I have two sons. Big on gaming, youngest plays for his uni in esports. So it has never stopped. How I dealt with it. After school there is a schedule, get changed, get food and a drink and a chat about your day, specifically what did you study in each subject, this can also spark conversations about it too. At a set time they start their homework and I was there to guide, suggest, whatever. At a certain time they were allowed tech but only if they gave their homework their best. Then family dinner again a set time so they knew the latest they could start a game that was timed. After dinner some family tv together and off again to game etc.
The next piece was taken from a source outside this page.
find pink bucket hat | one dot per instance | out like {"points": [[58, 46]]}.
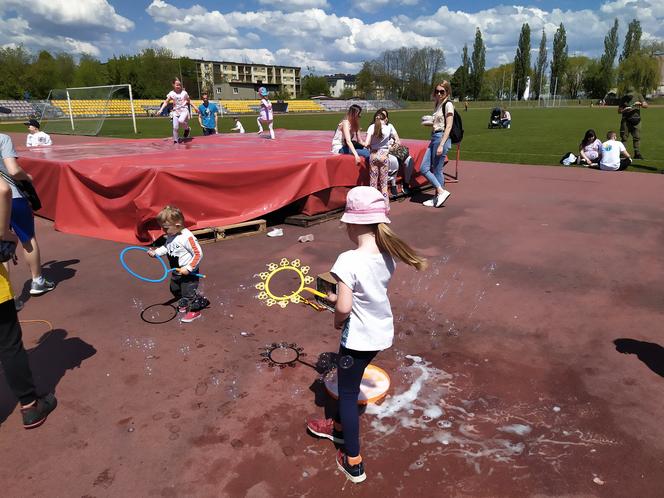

Before school was watching the news and us talking about what was going on in the world in the kitchen whilst we ate breakfast.
I do agree that Fortnite was a particular trigger for bad behaviour. But we talked about it, like they were adults. You tell him what you observe, I can see that Fortnite makes you feel frustrated, what do you think you can do about that? What can I help you with? Let him figure it out.
Also tell him you understand that it is hard to stop the game even more so if it is open ended like Minecraft, there is no end of game. Ask him to come up with a screen time schedule that he thinks is fair and corresponds with his mates playing too. Then look over it, see what he is suggesting. For mine they did chores too, dishwasher in the morning and emptying bins, plus stripping their beds etc. All this behaviour facilitated them choosing what they wanted to do with their free time, which of course is being online.
We had sit down talks at the table for anyone including parents to air their grievances in a positive manner so instead of I hate it when this happens, more I would like it if that happens instead, name the behaviour you want to see. The children felt empowered to ask for table talk and request later bedtimes, or a phone upgrade, whatever. It worked for us.